Larger sector sizes reduce the fraction of the disk consumed by headers and trailers,
but increase internal fragmentation and the amount of disk that must be marked
bad in the case of errors. )
o The data on a hard drive is read by read-write heads. The standard configuration (
shown below ) uses one head per surface, each on a separate arm, and controlled by
a common arm assembly which moves all heads simultaneously from one cylinder to
another. ( Other configurations, including independent read-write heads, may speed
up disk access, but involve serious technical difficulties. )
o The storage capacity of a traditional disk drive is equal to the number of heads ( i.e.
the number of working surfaces ), times the number of tracks per surface, times the
number of sectors per track, times the number of bytes per sector. A particular
physical block of data is specified by providing the head-sector-cylinder number at
which it is located.
Figure 5.1 - Moving-head disk mechanism.
• In operation the disk rotates at high speed, such as 7200 rpm ( 120 revolutions per second. )
The rate at which data can be transferred from the disk to the computer is composed of
several steps:
o The positioning time, a.k.a. the seek time or random access time is the time
required to move the heads from one cylinder to another, and for the heads to settle
down after the move. This is typically the slowest step in the process and the
predominant bottleneck to overall transfer rates.
o The rotational latency is the amount of time required for the desired sector to
rotate around and come under the read-write head.This can range anywhere from
zero to one full revolution, and on the average will equal one-half revolution. This is
another physical step and is usually the second slowest step behind seek time. ( For a
disk rotating at 7200 rpm, the average rotational latency would be 1/2 revolution /
120 revolutions per second, or just over 4 milliseconds, a long time by computer
standards.
o The transfer rate, which is the time required to move the data electronically from
the disk to the computer. ( Some authors may also use the term transfer rate to refer
to the overall transfer rate, including seek time and rotational latency as well as the
electronic data transfer rate. )
• Disk heads "fly" over the surface on a very thin cushion of air. If they should accidentally
contact the disk, then a head crash occurs, which may or may not permanently damage the
disk or even destroy it completely. For this reason it is normal to park the disk heads when
turning a computer off, which means to move the heads off the disk or to an area of the disk
where there is no data stored.
• Floppy disks are normally removable. Hard drives can also be removable, and some are
even hot-swappable, meaning they can be removed while the computer is running, and a
new hard drive inserted in their place.
• Disk drives are connected to the computer via a cable known as the I/O Bus. Some of the
common interface formats include Enhanced Integrated Drive Electronics, EIDE; Advanced
Technology Attachment, ATA; Serial ATA, SATA, Universal Serial Bus, USB; Fiber Channel, FC,
and Small Computer Systems Interface, SCSI.

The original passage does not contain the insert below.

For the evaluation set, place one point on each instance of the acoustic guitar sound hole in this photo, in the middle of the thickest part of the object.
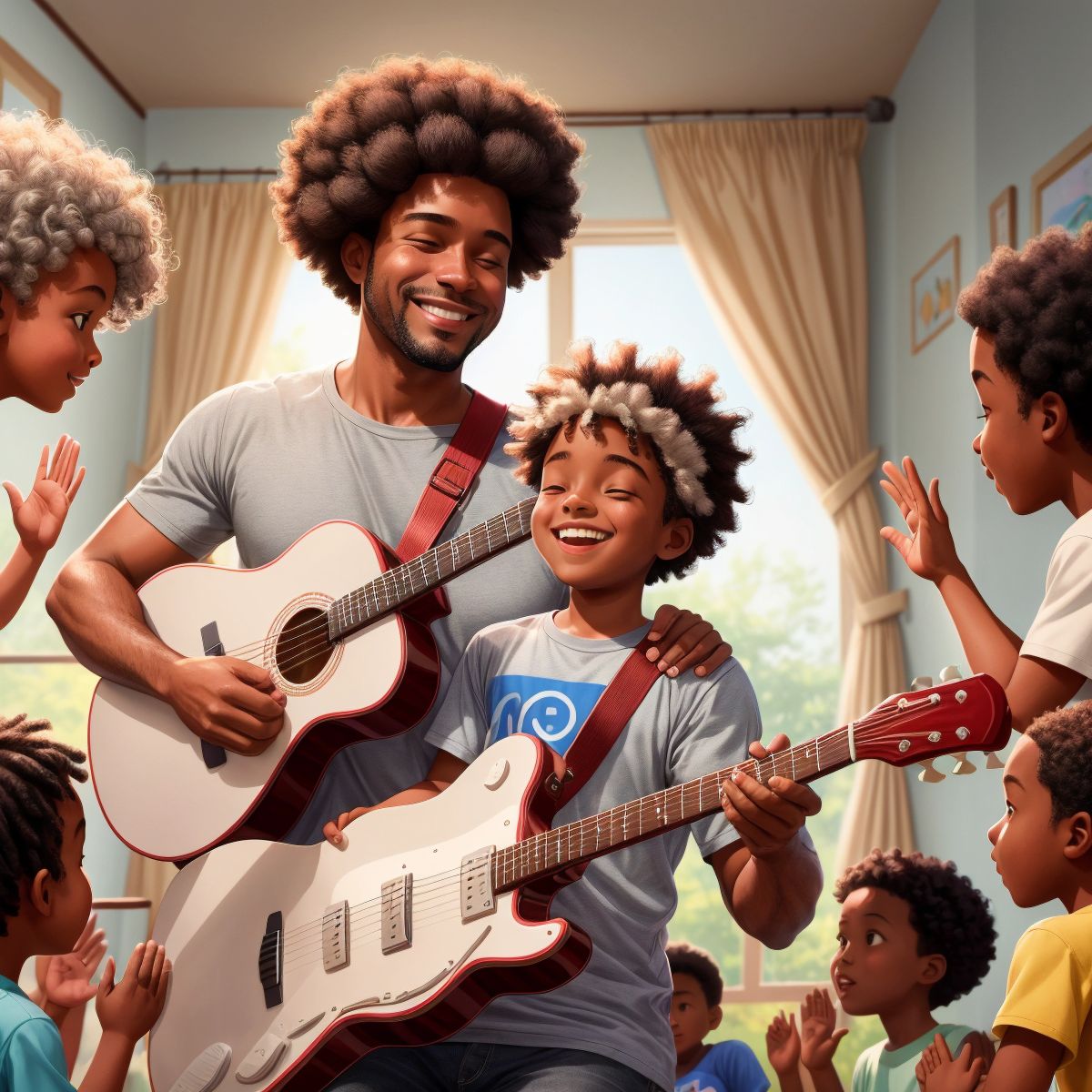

• The host controller is at the computer end of the I/O bus, and the disk controller is built into
the disk itself. The CPU issues commands to the host controller via I/O ports. Data is
transferred between the magnetic surface and onboard cache by the disk controller, and
then the data is transferred from that cache to the host controller and the motherboard
memory at electronic speeds.
• As technologies improve and economics change, old technologies are often used in different
ways. One example of this is the increasing used of solid state disks, or SSDs.
• SSDs use memory technology as a small fast hard disk. Specific implementations may use
either flash memory or DRAM chips protected by a battery to sustain the information
through power cycles.
• Because SSDs have no moving parts they are much faster than traditional hard drives, and
certain problems such as the scheduling of disk accesses simply do not apply.
• However SSDs also have their weaknesses: They are more expensive than hard drives,
generally not as large, and may have shorter life spans.
• SSDs are especially useful as a high-speed cache of hard-disk information that must be
accessed quickly. One example is to store filesystem meta-data, e.g. directory and inode
information, that must be accessed quickly and often. Another variation is a boot disk
containing the OS and some application executables, but no vital user data. SSDs are also
used in laptops to make them smaller, faster, and lighter.
• Because SSDs are so much faster than traditional hard disks, the throughput of the bus can
become a limiting factor, causing some SSDs to be connected directly to the system PCI bus
for example.
• Magnetic tapes were once used for common secondary storage before the days of hard disk
drives, but today are used primarily for backups.
• Accessing a particular spot on a magnetic tape can be slow, but once reading or writing
commences, access speeds are comparable to disk drives.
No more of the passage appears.